By Morf Morford
Tacoma Daily Index
Your image, or, if you are old enough, your vestigial memories of the 1970s might focus on clothing (like white polyester bell-bottoms and wide-collared shirts – with massive gold medallions) or the music (electronic and disco) but the dominant theme, and ultimate buzz-kill of the 1970s was inflation/stagflation.
This was where basic costs – like food, fuel and housing expanded in price while pay scales did not.
As you might guess, these trends activated the analysts and talking heads of the time who came up with an economic term for this mismatch of incomes and expenses on a national scale.
The term “stagflation”is, of course, a concatenation of stagnation and inflation.
That was the 1970’s economy in a nutshell.
The economy seemed to be stuck in a never-ending spiral with prices rising and careers opportunities dwindling.
The war in Viet-Nam dominated the economy and headlines for the first half of the 1970s.
The dismal economy dominated the rest.
Consider this experience of “sticker-shock” (also a term from the ’70s); for the average American, drivers went from paying $0.36 per gallon at the pump in 1970 to $1.19 per gallon in 1980.
In other words, the price of gas (when there were no electric cars) more than tripled in a decade.
And, for a little perspective, in 1970, the federal minimum wage was $1.60 per hour, which brought in $3,328 per year before taxes.
By 1980, the United States minimum wage was $3.10. This is equivalent to $11.27 in 2022 dollars.
The Misery Index
The misery index was originally intended to measure the degree of economic distress felt by everyday people, due to the risk of (or actual) joblessness combined with an increasing cost of living.
The misery index is calculated by adding the unemployment rate to the inflation rate.
This is essentially a snapshot of the economy’s relative health.

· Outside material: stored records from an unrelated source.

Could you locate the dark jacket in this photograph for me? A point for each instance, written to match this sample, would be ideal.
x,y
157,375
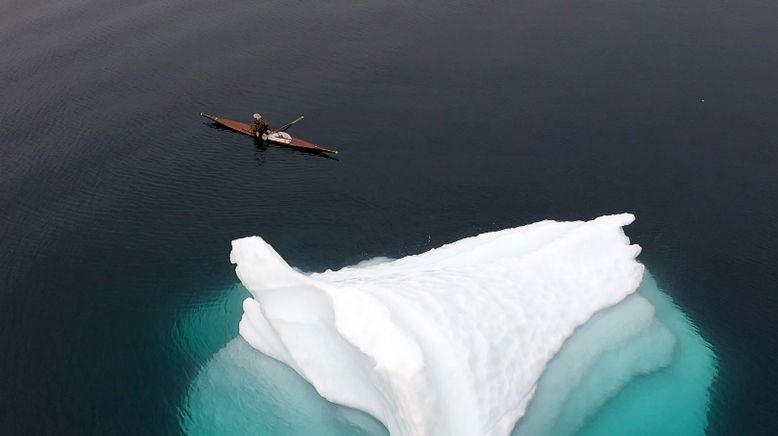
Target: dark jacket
x,y
259,127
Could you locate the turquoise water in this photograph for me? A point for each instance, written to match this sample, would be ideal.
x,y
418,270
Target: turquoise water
x,y
239,388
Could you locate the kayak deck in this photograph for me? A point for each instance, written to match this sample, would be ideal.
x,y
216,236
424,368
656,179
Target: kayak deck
x,y
296,143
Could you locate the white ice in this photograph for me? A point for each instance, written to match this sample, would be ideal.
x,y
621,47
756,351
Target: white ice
x,y
454,341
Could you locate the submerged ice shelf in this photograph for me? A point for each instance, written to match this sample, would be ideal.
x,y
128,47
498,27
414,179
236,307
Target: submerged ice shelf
x,y
538,325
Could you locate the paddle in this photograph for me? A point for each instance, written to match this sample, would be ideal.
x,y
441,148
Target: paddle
x,y
289,124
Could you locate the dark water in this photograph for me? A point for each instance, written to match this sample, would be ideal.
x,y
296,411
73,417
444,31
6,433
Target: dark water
x,y
117,203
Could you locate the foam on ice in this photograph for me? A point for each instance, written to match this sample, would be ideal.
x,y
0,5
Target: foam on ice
x,y
454,341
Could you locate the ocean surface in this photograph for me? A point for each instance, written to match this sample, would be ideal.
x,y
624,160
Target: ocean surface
x,y
118,202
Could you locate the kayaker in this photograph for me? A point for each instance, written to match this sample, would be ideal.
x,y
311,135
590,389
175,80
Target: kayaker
x,y
259,126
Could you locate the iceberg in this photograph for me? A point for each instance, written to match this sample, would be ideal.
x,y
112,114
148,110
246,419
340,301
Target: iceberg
x,y
527,331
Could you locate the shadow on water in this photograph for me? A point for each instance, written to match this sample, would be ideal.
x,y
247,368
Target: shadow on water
x,y
264,145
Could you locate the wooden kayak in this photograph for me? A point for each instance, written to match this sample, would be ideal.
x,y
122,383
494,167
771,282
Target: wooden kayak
x,y
279,138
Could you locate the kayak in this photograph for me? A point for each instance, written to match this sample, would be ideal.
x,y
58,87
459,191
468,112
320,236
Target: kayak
x,y
276,137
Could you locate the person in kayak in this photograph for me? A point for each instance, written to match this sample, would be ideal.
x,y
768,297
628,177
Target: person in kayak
x,y
259,126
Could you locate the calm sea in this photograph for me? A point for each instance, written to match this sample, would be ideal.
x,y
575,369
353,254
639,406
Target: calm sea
x,y
118,203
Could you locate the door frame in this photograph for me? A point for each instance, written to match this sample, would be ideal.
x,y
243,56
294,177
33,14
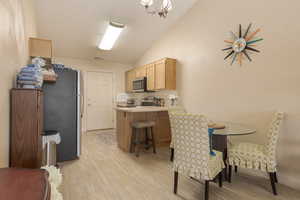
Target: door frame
x,y
85,78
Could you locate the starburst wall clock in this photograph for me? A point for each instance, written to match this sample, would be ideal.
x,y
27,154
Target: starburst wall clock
x,y
240,45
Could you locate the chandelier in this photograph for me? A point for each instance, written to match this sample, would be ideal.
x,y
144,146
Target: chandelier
x,y
163,11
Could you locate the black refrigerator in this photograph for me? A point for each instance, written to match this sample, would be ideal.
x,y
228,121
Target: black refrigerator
x,y
62,112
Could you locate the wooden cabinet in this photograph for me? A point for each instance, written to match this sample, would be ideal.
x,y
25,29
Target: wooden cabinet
x,y
162,130
40,47
129,77
161,75
140,72
150,69
26,128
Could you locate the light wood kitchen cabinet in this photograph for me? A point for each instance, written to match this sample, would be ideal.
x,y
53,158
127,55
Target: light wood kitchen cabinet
x,y
162,130
161,75
40,48
150,77
129,77
140,72
165,74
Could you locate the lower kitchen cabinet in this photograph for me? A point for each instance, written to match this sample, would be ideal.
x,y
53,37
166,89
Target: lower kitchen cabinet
x,y
162,130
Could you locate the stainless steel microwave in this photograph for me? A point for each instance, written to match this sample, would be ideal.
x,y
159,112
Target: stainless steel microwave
x,y
140,85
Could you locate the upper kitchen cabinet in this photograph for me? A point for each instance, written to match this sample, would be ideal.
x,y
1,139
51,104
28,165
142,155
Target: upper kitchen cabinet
x,y
129,77
40,48
150,71
140,72
161,75
165,74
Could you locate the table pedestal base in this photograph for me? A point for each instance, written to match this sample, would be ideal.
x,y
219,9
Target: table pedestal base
x,y
219,143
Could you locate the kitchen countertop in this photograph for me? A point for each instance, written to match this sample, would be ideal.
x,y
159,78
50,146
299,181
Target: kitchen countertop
x,y
142,109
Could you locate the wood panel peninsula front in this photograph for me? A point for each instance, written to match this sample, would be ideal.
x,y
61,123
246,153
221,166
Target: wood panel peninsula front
x,y
125,117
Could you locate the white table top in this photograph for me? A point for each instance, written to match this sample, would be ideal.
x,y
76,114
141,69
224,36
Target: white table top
x,y
234,129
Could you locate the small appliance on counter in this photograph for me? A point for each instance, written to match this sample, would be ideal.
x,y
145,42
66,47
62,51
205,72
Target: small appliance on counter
x,y
159,101
140,85
123,100
153,101
148,101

For some.
Inflation affects everyone. But it does not affect everyone equally.
Some of us just pay more for everything.
Others inhabiting something like a grim economic version of Musical chairs are eliminated from various markets and opportunities.
We see those who are ejected from the “game” on our city streets. And their numbers only grow as the “misery” continues.
As a measure of personal economic distress, the misery index may undervalue the role of expectations and uncertainty by looking only at current unemployment and inflation rates—when much of the stress and worry that people actually feel is for their future economic prospects (alongside their concern for current conditions).
From student debt to the stratospheric rise in housing costs and the near paralysis of pay scales of our times, the “misery” of the 1970s seems like a vastly simpler time.
The 1970s version
During the 1970s, after President Nixon restricted and then severed the final links between the U.S. dollar and gold, the U.S. experienced several years of simultaneously elevated price inflation and unemployment.
Before this, the value of the dollar (and almost everything else) was stable and pegged to the global price of gold. Once disconnected from gold, the dollar dropped in value and has been a “floating currency” ever since.
As the dollar dropped, prices (relative to the dollar) rose.
But, as I mentioned above, pay scales did not match this increase.
Prior to the mid to late 1970s, for example, the cost of a standard middle-class home was about double the average annual income; two years pay.
Rents, by any definition, were cheap.
The whole idea of renting out a place, after all, was to provide housing that the average person could afford.
As a little on the ground research project, take note around town (or almost any town) and notice how many apartment buildings of size (over about 15-20 units) were built before about 1980.
In most communities, that number is very close to zero.
Many municipalities, through zoning laws, specifically prohibited large housing projects.
What we now call “the missing middle” was the standard for multi-unit housing for decades.
And, without using the word, it was, by necessity “affordable”.
And, back in the 1970s, shopping malls were still a novelty and big-box stores – especially hardware stores – were yet to appear.
The revenge of “that was then and this is now”
As we all know, the complications since the 1970s have multiplied geometrically, from the threat (or reality) of global pandemics, the exploding rate of personal and national debt, an erratic job market, near convulsive increases in the cost of gas, the stock market jumping (or dropping) in the triple digits on a near daily basis, rise in crime like we have never seen, housing prices going up by the day (in a recent survey, almost 90% of homes in San Francisco cost over a million dollars – Seattle and Bellevue are not far behind) and, of course, a war in the making in Europe, the challenges of the 1970s seem a dance under a flickering disco globe.
History, of course, never repeats exactly.
Just as our challenges are unmatched, so are our resources to meet them.
The 1970s, of course, gave way to the fluorescent hues, big hair, yuppie (“young urban professional” or “young upwardly-mobile professional”) Reagan economy of the 1980s.
Whatever you might think of our current economy, for better or worse, this too shall pass.